Differentiation of cEndMT cells. A: cEndMT cells proliferated in mesenchymal cell maintenance medium. Cells display morphological features of mesenchymal cells (long, thin, and stellate appearance). Scale bar, 50 μm. B: cultured in smooth muscle medium for 5 days, α-SMA was robustly expressed, wereas expression was small in mesenchymal maintenance medium. Red, α-SMA; Blue, DAPI. Scale bars, 50 μm. C: quantification of immunocytochemistry data (*P < 0.05, n = 4).
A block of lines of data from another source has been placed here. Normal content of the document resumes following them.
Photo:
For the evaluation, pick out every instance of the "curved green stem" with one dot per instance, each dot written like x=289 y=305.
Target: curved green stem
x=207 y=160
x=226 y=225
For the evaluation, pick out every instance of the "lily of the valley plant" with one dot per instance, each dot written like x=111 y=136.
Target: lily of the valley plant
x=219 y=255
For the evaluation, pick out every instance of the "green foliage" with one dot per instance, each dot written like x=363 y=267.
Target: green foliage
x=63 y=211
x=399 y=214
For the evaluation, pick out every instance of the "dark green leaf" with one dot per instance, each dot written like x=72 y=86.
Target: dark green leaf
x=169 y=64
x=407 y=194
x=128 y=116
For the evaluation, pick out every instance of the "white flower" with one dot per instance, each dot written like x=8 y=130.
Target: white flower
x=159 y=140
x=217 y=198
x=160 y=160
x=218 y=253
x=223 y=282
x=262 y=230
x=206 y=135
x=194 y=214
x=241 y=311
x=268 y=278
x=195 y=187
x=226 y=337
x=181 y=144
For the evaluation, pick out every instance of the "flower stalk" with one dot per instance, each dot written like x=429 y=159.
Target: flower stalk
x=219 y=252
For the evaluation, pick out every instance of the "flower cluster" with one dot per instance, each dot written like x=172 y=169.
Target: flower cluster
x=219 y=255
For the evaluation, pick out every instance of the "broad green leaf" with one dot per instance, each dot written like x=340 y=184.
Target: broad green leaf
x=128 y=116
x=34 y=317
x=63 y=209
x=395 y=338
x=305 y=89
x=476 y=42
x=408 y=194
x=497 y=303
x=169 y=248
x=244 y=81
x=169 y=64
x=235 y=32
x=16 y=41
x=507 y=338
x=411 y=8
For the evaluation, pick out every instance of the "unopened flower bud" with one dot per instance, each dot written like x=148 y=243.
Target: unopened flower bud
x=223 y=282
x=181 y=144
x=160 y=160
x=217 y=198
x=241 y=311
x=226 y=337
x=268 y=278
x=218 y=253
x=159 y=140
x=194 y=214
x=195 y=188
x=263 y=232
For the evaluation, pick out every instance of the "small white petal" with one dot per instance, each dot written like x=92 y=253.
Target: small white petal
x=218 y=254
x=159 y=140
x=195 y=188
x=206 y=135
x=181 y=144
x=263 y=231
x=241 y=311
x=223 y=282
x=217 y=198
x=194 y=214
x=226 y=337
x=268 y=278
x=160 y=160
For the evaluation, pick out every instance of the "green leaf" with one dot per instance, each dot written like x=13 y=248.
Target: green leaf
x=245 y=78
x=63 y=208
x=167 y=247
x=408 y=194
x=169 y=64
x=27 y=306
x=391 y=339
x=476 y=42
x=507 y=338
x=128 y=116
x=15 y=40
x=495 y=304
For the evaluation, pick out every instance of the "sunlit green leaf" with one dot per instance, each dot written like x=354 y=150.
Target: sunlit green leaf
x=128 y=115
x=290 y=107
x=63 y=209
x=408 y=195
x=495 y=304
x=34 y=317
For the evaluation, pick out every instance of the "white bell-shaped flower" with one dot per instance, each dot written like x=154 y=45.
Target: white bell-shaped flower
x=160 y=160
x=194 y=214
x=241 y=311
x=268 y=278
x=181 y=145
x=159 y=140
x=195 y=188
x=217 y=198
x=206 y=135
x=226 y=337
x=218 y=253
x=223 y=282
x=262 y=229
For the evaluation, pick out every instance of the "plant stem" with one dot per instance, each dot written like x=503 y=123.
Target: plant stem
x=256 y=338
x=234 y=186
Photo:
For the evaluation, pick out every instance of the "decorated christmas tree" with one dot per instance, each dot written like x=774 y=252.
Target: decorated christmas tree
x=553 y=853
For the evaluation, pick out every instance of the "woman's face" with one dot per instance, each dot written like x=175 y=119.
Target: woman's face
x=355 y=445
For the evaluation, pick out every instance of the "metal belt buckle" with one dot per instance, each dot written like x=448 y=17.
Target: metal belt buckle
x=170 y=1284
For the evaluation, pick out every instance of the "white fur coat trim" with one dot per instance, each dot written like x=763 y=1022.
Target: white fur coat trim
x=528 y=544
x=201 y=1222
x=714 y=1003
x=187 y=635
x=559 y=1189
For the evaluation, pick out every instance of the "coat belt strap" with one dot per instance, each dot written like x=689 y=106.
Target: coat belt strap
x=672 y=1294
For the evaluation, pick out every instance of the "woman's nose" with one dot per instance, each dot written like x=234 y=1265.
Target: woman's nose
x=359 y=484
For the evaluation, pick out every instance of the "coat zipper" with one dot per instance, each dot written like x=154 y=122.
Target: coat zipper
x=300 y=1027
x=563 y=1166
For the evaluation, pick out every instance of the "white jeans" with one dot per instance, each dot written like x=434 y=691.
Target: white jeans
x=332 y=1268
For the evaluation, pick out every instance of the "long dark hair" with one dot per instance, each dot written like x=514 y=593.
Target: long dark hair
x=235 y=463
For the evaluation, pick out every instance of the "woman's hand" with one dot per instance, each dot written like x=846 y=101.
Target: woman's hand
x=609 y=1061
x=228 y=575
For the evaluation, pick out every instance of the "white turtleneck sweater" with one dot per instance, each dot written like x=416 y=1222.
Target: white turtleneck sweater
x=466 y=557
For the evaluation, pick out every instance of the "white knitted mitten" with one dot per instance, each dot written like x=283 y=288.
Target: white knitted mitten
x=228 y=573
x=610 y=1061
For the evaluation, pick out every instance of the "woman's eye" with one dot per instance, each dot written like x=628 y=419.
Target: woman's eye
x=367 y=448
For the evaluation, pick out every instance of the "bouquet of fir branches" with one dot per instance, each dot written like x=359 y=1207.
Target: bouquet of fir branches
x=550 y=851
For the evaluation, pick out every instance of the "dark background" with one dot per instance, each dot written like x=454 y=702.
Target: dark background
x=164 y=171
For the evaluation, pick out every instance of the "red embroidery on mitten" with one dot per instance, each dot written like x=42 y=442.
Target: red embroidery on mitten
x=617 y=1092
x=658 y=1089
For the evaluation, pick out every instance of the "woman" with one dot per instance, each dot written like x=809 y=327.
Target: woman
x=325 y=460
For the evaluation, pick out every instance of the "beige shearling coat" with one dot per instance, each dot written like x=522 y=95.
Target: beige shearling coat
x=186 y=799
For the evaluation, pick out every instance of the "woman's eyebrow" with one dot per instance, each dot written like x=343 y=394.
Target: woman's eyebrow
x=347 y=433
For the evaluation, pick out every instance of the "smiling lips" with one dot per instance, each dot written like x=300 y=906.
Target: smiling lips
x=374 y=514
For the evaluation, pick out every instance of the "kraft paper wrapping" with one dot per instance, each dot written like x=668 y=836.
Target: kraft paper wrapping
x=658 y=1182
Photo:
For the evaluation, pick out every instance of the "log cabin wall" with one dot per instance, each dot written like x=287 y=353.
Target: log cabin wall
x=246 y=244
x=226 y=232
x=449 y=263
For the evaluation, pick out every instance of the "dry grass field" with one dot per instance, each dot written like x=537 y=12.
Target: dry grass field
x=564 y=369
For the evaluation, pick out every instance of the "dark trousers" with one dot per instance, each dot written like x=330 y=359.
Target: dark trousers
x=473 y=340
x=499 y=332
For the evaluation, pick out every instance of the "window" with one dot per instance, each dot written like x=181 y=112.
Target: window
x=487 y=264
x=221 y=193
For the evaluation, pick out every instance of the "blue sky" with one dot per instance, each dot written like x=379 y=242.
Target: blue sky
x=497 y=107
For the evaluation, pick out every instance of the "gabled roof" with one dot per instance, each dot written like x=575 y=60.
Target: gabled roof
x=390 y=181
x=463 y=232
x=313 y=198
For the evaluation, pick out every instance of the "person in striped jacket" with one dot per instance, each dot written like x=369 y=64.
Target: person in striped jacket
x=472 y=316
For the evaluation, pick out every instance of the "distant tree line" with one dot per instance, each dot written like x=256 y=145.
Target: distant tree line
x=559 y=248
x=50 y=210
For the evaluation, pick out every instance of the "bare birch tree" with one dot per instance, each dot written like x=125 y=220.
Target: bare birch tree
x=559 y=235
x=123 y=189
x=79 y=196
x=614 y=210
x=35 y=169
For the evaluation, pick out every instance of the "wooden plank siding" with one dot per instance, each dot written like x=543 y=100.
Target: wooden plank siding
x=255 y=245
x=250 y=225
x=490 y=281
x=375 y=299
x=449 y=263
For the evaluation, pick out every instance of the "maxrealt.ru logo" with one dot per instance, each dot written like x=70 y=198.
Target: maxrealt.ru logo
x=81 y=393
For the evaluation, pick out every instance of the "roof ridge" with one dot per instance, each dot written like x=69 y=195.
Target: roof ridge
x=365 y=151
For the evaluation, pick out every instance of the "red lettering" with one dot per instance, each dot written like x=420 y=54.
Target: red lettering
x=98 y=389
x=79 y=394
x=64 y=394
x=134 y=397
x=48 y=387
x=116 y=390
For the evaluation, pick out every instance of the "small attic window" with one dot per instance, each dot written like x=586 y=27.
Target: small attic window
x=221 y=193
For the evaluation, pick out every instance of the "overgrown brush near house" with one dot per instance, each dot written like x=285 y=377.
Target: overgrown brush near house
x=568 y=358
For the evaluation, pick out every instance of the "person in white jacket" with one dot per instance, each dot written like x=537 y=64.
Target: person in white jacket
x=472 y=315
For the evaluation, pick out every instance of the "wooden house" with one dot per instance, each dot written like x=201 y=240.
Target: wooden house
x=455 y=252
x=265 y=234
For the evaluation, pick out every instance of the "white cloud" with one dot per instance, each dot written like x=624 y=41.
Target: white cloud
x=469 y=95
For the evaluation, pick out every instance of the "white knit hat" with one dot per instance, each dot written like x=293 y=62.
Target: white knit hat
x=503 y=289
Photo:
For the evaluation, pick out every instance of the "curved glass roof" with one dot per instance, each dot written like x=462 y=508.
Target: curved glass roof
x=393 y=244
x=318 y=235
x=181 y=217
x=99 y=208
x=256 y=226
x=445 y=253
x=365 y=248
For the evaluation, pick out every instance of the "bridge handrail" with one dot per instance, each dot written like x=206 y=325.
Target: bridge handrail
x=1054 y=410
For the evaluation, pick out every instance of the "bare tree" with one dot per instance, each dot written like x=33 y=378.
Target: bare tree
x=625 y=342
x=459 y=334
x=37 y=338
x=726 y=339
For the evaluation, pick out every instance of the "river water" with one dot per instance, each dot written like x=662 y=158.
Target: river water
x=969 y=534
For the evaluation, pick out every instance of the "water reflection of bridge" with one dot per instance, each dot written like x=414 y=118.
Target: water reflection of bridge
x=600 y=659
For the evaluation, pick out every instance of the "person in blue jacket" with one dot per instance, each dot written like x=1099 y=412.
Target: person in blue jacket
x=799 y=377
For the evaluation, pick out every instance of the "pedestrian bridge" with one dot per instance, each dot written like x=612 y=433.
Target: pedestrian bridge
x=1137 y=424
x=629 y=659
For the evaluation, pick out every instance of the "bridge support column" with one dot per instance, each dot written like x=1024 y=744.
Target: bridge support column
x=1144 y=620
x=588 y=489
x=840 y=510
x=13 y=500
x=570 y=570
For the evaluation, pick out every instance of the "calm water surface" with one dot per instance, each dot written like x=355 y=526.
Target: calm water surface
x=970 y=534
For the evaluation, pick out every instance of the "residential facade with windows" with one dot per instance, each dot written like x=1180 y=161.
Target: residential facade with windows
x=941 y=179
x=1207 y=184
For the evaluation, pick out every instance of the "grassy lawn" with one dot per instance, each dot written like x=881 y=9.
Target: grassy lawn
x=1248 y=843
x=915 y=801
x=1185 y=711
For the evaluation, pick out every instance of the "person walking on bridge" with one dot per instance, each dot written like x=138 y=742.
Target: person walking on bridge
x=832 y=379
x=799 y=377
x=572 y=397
Values are means ± SE. D: FCM analyses also revealed higher α-SMA expression in cEndMT cells cultured with smooth muscle medium.

Fig. 6.

Paracrine effect of cEndMT cells. A: cEndMT cells conditioned medium (EndMT-CM) or NEMCs-CM was added to isolated NEMCs (GFP⁻/CD144^−/CD45⁻/CD326⁻ cells), and wound healing assays were performed. EndMT-CM significantly promoted migration activity of NEMCs. Values are means ± SE (*P < 0.05, n = 5). B: BrdU incorporation was analyzed by FCM. Proliferation activity of mesenchymal cells was also upregulated by EndMT-CM. Values are means ± SE (*P < 0.05, n = 5). C: EndMT-CM was added to endothelial cells, and tube formation was investigated by microscopy. D: EndMT-CM significantly promoted angiogenesis (*P < 0.05, n = 5). Data are given as means of tube length in µm ± SE.